Achieve enterprise-grade monitoring for your Amazon SageMaker models using Fiddler

This is a guest blog post by Danny Brock, Rajeev Govindan and Krishnaram Kenthapadi at Fiddler AI.

Your Amazon SageMaker models are live. They’re handling millions of inferences each day and driving better business outcomes for your company. They’re performing exactly as well as the day they were launched.

Er, wait. Are they? Maybe. Maybe not.

Without enterprise-class model monitoring, your models may be decaying in silence. Your machine learning (ML) teams may never know that these models have actually morphed from miracles of revenue generation to liabilities making incorrect decisions that cost your company time and money.

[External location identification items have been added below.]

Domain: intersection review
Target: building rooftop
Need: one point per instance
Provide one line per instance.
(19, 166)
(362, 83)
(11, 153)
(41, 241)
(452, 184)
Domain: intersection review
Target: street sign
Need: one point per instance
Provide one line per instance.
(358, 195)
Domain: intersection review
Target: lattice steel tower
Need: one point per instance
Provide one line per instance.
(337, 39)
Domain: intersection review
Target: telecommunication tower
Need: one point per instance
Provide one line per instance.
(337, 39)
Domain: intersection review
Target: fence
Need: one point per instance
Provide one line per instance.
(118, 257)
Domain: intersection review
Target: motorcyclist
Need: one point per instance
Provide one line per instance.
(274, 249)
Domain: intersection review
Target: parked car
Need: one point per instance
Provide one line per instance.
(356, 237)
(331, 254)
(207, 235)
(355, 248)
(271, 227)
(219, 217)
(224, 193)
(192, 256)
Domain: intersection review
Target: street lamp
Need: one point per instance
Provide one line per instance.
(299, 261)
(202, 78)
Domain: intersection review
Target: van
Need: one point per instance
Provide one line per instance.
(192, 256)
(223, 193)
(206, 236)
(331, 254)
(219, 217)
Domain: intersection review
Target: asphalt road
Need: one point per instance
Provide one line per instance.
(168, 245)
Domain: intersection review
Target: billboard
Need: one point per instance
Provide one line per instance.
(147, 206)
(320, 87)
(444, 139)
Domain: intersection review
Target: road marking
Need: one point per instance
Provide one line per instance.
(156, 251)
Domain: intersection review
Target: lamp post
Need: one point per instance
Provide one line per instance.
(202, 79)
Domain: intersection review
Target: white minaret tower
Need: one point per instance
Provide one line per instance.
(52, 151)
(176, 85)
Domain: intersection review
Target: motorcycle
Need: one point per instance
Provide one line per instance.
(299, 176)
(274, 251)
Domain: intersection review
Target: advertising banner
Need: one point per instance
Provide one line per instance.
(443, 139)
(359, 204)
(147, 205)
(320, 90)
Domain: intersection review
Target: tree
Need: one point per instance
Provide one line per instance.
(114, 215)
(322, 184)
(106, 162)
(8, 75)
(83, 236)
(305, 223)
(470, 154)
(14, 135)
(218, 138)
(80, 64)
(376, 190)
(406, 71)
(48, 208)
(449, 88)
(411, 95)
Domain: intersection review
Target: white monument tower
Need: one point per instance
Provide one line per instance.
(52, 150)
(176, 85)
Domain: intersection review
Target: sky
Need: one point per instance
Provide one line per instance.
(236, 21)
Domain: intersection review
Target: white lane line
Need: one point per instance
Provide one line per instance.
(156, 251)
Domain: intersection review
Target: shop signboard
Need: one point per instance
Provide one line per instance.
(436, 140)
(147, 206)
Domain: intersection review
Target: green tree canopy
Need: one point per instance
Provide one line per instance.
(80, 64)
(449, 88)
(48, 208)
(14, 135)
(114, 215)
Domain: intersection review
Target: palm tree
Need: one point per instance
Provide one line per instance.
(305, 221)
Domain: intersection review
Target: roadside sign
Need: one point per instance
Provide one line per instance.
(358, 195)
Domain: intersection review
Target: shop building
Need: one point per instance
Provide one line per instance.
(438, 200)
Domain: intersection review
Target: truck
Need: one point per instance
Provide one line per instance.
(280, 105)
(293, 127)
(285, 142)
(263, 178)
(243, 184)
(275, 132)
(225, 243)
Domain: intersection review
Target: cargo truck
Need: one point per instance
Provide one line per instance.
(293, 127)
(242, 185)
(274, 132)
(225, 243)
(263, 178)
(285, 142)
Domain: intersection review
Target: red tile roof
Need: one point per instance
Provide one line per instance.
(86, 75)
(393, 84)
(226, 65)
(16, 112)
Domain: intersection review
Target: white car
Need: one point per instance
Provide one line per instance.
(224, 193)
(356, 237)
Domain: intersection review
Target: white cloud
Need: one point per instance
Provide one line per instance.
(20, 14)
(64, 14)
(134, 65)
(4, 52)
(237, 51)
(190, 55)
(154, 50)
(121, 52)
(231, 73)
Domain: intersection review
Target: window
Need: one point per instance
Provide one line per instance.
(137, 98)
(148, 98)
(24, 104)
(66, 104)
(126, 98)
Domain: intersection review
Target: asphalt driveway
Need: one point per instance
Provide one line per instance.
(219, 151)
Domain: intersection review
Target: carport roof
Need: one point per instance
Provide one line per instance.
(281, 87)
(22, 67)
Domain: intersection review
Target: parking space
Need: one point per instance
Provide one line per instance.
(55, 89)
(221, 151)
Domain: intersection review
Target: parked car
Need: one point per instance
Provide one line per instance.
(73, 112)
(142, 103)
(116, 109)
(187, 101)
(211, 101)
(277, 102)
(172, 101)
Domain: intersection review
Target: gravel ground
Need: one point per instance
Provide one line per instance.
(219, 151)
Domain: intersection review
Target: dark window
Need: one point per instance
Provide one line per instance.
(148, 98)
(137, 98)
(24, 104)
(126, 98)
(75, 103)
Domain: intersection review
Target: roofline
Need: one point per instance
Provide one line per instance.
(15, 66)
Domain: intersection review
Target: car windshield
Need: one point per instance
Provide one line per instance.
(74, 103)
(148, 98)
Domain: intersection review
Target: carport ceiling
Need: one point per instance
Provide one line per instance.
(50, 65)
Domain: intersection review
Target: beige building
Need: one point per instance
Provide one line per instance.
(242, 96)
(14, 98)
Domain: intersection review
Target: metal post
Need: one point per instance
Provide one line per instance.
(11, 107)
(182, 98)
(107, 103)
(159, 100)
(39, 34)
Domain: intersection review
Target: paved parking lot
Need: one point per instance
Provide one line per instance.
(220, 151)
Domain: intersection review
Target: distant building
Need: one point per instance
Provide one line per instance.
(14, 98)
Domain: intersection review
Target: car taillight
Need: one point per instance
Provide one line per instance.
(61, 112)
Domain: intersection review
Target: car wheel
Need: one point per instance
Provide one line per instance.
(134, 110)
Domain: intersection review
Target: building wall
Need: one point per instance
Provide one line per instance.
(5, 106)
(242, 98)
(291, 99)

Don’t fret. The solution is closer than you think.

Fiddler, an enterprise-class Model Performance Management solution available on the AWS Marketplace, offers model monitoring and explainable AI to help ML teams inspect and address a comprehensive range of model issues. Through model monitoring, model explainability, analytics, and bias detection, Fiddler provides your company with an easy-to-use single pane of glass to ensure your models are behaving as they should. And if they’re not, Fiddler also provides features that allow you to inspect your models to find the underlying root causes of performance decay.

This post shows how your MLOps team can improve data scientist productivity and reduce time to detect issues for your models deployed in SageMaker by integrating with the Fiddler Model Performance Management Platform in a few simple steps.

Solution overview

The following reference architecture highlights the primary points of integration. Fiddler exists as a “sidecar” to your existing SageMaker ML workflow.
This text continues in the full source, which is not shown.